I suggest installing the baffels even though the soffits are not vented at this time.

Some day yo may wish to add some vents.

As to the foam/plywood sandwich---I don't like it --but I see no harm if it's used only for light storage.

I doubt if there is any harm --any moisture under it will vent out the sides of the joists.


----------



## Windows on Wash (Aug 30, 2011)

Air Seal, Air Seal, and Air Seal.

Do that first before you add more insulation without fail. 

You can dense pack that area of storage for proper insulation and dense packing stops air movement as well. After that, you could ad a layer of rigid foam (do not tape of seal the seams) and then a layer of plywood over that (effectively creating a sip panel).

Use a minimum of 2" of Poly Iso. More is better in this case so if you can put down 2 layers at 2" that would equal about an R-25+ and combined with the lack of thermal bridging and what is under the floor...you should be good to go.

+1 on potentially adding baffles if you decide to vent the soffits. Once you air seal, your necessity for ventilation goes down even further and if your attic is moldy already, it will be that much dryer after you air seal the floor.


----------



## aejamison (Nov 3, 2008)

We had an energy audit w/ blower door so I am definitely up to speed on the air sealing - it will be messy but worth it in the portion of the attic not used for storage. I'm going to pull back the old insulation a section at a time, air seal, put the old stuff back down and blow in more cellulose.

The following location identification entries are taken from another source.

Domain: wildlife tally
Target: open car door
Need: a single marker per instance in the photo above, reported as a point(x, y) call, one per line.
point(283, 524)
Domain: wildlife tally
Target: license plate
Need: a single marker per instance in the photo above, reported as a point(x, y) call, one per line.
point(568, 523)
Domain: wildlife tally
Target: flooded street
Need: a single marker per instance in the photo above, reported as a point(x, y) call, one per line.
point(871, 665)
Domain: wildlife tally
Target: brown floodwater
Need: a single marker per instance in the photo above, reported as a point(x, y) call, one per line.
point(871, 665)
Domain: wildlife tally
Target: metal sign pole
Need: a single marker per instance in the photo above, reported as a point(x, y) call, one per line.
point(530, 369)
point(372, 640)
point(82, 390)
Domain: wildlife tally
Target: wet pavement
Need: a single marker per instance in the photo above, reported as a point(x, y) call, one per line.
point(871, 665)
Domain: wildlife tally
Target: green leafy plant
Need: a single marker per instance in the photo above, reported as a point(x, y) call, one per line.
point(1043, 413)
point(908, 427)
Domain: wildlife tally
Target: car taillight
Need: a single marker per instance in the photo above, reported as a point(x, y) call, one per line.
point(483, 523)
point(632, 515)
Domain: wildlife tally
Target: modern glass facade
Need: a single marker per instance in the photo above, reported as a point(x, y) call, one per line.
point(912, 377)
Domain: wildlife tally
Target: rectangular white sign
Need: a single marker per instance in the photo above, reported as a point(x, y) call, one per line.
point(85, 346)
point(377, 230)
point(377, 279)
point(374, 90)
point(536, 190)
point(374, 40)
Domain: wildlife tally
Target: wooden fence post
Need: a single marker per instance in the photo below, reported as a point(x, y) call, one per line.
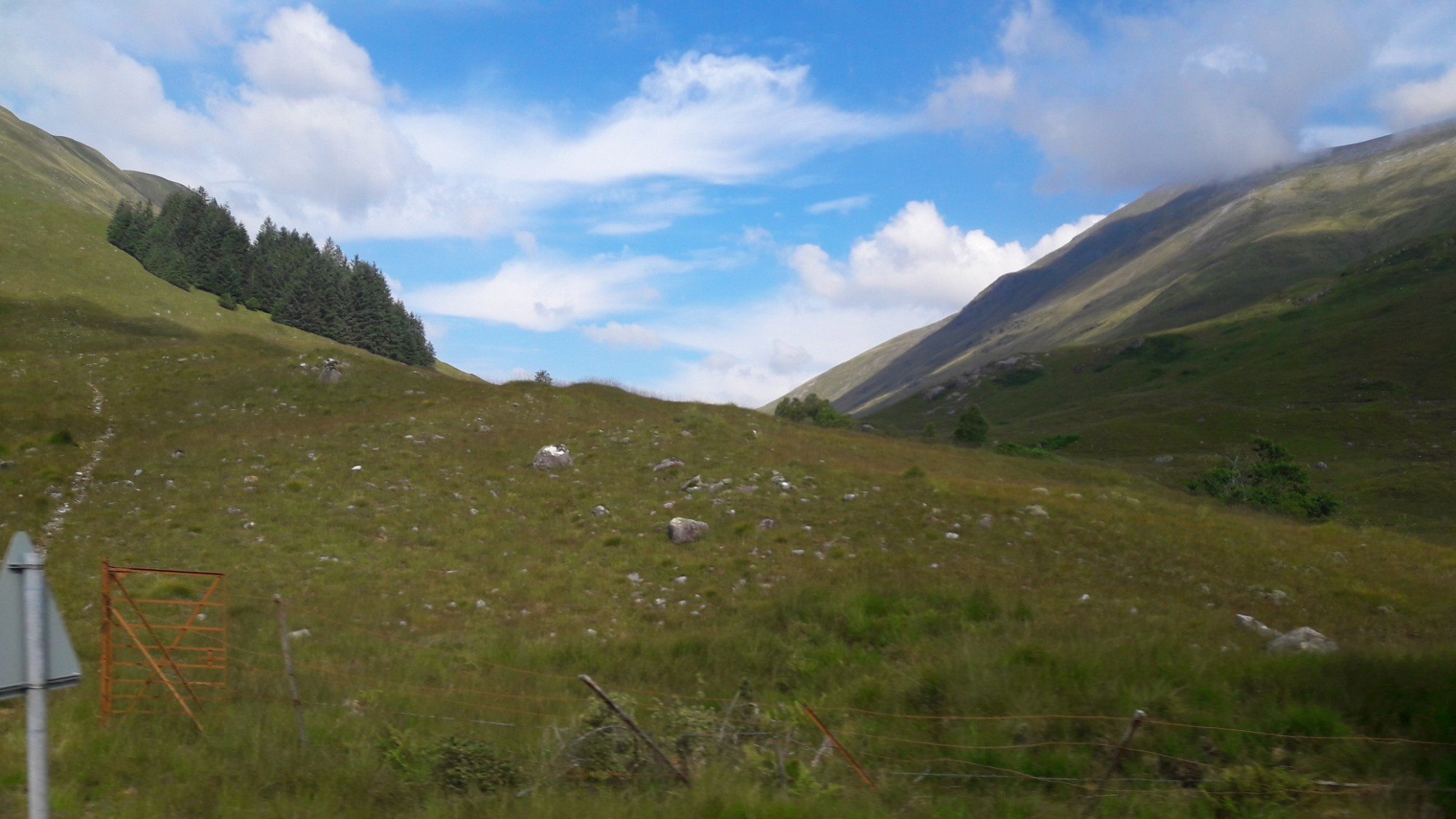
point(1117, 753)
point(842, 749)
point(636, 729)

As far as not taping the seams of the rigid foam - is that to allow any potential moisture migration up through, or is it just not necessary if dense packed below? Do you think I could cause potential problems with my initial idea using the rigid foam?


----------



## Windows on Wash (Aug 30, 2011)

ajamison said:


> We had an energy audit w/ blower door so I am definitely up to speed on the air sealing - it will be messy but worth it in the portion of the attic not used for storage. I'm going to pull back the old insulation a section at a time, air seal, put the old stuff back down and blow in more cellulose.
> 
> As far as not taping the seams of the rigid foam - is that to allow any potential moisture migration up through, or is it just not necessary if dense packed below? Do you think I could cause potential problems with my initial idea using the rigid foam?


Not sealing the seams in the foam board would just be to allow for any moisture movement if at all required. 

Also, it is not really required from the standpoint that they do not need to be air tight.

If you dense pack under the storage area, it is a not issue anyway.


----------